Scriabin was trained as a soldier at the Moscow Cadet School from 1882
to 1889 but studied music at the same time and took piano lessons. In
1888 he entered the Moscow Conservatory, where he studied the piano with
V.I. Safonov and composition with Sergey Taneyev and Anton Arensky. By
1892, when he graduated from the conservatory, he had composed the piano
pieces that constitute his opuses 1, 2, 3, 5, and 7. In 1897 he married
the pianist Vera Isakovich and from 1898 until 1903 taught at the
Moscow Conservatory. He then devoted himself entirely to composition and
in 1904 settled in Switzerland. After 1900 he was much preoccupied with
mystical philosophy, and his Symphony No. 1, composed in that year, has
a choral finale, to his own words, glorifying art as a form of
religion. In Switzerland he completed his Symphony No. 3, first
performed under Arthur Nikisch in Paris in 1905. The literary “program”

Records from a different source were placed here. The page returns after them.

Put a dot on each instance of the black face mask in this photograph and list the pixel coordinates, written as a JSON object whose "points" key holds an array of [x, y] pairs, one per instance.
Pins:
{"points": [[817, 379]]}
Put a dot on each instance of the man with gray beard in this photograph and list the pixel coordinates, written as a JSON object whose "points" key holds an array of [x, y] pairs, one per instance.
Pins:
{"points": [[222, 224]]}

of this work, devised by Tatiana Schloezer, with whom he had formed a
relationship after abandoning his wife, was said to represent “the
evolution of the human spirit from pantheism to unity with the
universe.” Theosophical ideas similarly provided the basis of the
orchestral Poem of Ecstasy (1908) and Prometheus (1911), which called
for the projection of colours onto a screen during the performance.

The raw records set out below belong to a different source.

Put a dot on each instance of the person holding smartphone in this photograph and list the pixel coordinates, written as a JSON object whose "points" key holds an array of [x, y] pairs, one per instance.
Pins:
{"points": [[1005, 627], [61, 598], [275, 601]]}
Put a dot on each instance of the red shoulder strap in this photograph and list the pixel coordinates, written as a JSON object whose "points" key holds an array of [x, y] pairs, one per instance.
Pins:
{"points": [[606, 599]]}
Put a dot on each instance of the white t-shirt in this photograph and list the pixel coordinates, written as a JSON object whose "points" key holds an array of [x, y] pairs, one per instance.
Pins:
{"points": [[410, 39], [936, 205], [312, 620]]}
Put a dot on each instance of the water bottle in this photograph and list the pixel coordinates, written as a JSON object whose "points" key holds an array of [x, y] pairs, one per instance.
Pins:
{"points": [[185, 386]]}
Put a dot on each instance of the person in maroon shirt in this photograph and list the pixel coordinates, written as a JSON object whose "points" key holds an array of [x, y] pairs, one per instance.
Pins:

From 1906 to 1907 Scriabin toured the United States, where he gave
concerts with Safonov and the conductor Modest Altschuler, and in 1908
he frequented theosophical circles in Brussels. In 1909 he was
encouraged by the conductor Serge Koussevitzky, who both performed and
published his works, to return to Russia. By then he was no longer
thinking in terms of music alone; he was looking forward to an
all-embracing “Mystery.” This work was planned to open with a
“liturgical act” in which music, poetry, dancing, colours, and scents
were to unite to induce in the worshipers a “supreme, final ecstasy.” He
wrote the poem of the “Preliminary Action” of the “Mystery” but left
only sketches for the music.
Scriabin’s reputation stems from his grandiose symphonies and his
sensitive, exquisitely polished piano music. His piano works include 10
sonatas (1892–1913), an early concerto, and many preludes and other
short pieces. Although Scriabin was an idolater of Frédéric Chopin in
his youth, he early developed a personal style. As his thought became
more and more mystical, egocentric, and ingrown, his harmonic style
became ever less generally intelligible. Meaningful analysis of his work
only began appearing in the 1960s, and yet his music had always
attracted a devoted following among modernists.